CDN providers appear as CNAME targets and as shared IP ranges. Extract CDN indicators from SPYDER output:

bash
# Find all CNAME targets that suggest CDN usage
./bin/spyder -domains=domains.txt 2>/dev/null | \
  jq -r '.edges[] | select(.type=="ALIAS_OF") | .target' | \
  grep -iE '(cloudflare|cloudfront|akamai|fastly|cdn|edgecast|azureedge)' | \
  sort -u

Identify which domains use which CDN:

bash
./bin/spyder -domains=domains.txt 2>/dev/null | \
  jq -r '.edges[] | select(.type=="ALIAS_OF") | "\(.source)\t\(.target)"' | \
  awk -F'\t' '{
    cdn="unknown"
    if ($2 ~ /cloudflare/) cdn="Cloudflare"
    else if ($2 ~ /cloudfront/) cdn="CloudFront"
    else if ($2 ~ /akamai/) cdn="Akamai"
    else if ($2 ~ /fastly/) cdn="Fastly"
    else if ($2 ~ /azureedge/) cdn="Azure CDN"
    print $1 "\t" cdn
  }' | sort -k2

Hosting Provider Clustering

Group domains by their resolved IP addresses to find shared hosting:

bash
./bin/spyder -domains=domains.txt 2>/dev/null | \
  jq -r '.edges[] | select(.type=="RESOLVES_TO") | [.target, .source] | @tsv' | \
  sort | \
  awk -F'\t' '{
    if ($1 == prev_ip) {
      domains = domains ", " $2
    } else {
      if (NR > 1 && count > 1) print prev_ip "\t(" count " domains)\t" domains
      prev_ip = $1; domains = $2; count = 0
    }
    count++
  } END { if (count > 1) print prev_ip "\t(" count " domains)\t" domains }'

This surfaces IPs that host multiple domains, a strong indicator of shared hosting, CDN edge nodes, or consolidated infrastructure.

DNS Dependency Mapping

Nameserver Analysis

NS records reveal which DNS providers each domain depends on. A single DNS provider outage can take down every domain delegated to it.

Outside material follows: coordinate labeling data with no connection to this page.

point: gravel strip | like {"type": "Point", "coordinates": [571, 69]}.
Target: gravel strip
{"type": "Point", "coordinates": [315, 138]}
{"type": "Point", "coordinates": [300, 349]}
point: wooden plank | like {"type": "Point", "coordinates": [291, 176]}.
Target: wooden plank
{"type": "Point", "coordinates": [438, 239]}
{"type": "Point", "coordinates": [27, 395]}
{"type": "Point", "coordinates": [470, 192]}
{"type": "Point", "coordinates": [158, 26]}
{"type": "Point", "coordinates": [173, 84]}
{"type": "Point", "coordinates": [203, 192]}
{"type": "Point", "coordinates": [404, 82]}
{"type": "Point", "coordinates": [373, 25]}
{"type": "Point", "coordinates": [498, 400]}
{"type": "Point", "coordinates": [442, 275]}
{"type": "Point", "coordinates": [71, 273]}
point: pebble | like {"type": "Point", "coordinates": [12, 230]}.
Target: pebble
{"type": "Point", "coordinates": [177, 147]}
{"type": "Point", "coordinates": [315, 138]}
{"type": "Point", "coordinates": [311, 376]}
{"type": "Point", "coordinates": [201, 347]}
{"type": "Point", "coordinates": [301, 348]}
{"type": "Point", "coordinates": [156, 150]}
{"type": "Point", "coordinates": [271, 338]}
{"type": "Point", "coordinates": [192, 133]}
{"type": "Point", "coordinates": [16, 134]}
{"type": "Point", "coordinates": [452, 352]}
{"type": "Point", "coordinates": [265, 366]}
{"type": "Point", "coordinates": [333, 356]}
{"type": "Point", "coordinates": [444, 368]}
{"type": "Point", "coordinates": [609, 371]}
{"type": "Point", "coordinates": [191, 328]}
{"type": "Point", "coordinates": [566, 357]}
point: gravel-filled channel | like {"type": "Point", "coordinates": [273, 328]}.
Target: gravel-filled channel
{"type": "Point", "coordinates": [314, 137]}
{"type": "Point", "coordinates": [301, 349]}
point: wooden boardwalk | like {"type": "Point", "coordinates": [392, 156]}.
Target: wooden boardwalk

Extract nameserver relationships:

bash
./bin/spyder -domains=domains.txt 2>/dev/null | \
  jq -r '.edges[] | select(.type=="USES_NS") | [.source, .target] | @tsv' | \
  sort -k2

Find the most common nameserver providers:

bash
./bin/spyder -domains=domains.txt 2>/dev/null | \
  jq -r '.edges[] | select(.type=="USES_NS") | .target' | \
  sed 's/^[^.]*\.//' | \
  sort | uniq -c | sort -rn | head -20

Example output:

   142 cloudflare.com
    87 awsdns-34.org
    87 awsdns-34.net
    87 awsdns-34.com
    34 domaincontrol.com
    21 googledomains.com
    12 ns.cloudflare.com

This shows that 142 of the scanned domains depend on Cloudflare DNS, while 87 use AWS Route 53.

DNS Provider Concentration Risk

Calculate the concentration of DNS providers to assess single-point-of-failure risk:

bash
./bin/spyder -domains=domains.txt 2>/dev/null | \
  jq -r '.edges[] | select(.type=="USES_NS") | .target' | \
  sed 's/^[^.]*\.//' | sort -u | wc -l

If a small number of providers serve a large percentage of your domains, you have a concentration risk.

Mail Server Mapping

MX records show email infrastructure dependencies:

bash
./bin/spyder -domains=domains.txt 2>/dev/null | \
  jq -r '.edges[] | select(.type=="USES_MX") | [.source, .target] | @tsv' | \
  sort -k2

Identify email providers:

bash
./bin/spyder -domains=domains.txt 2>/dev/null | \
  jq -r '.edges[] | select(.type=="USES_MX") | .target' | \
  sed 's/^[0-9]*\.//' | \
  awk '{
    if ($0 ~ /google/) print "Google Workspace"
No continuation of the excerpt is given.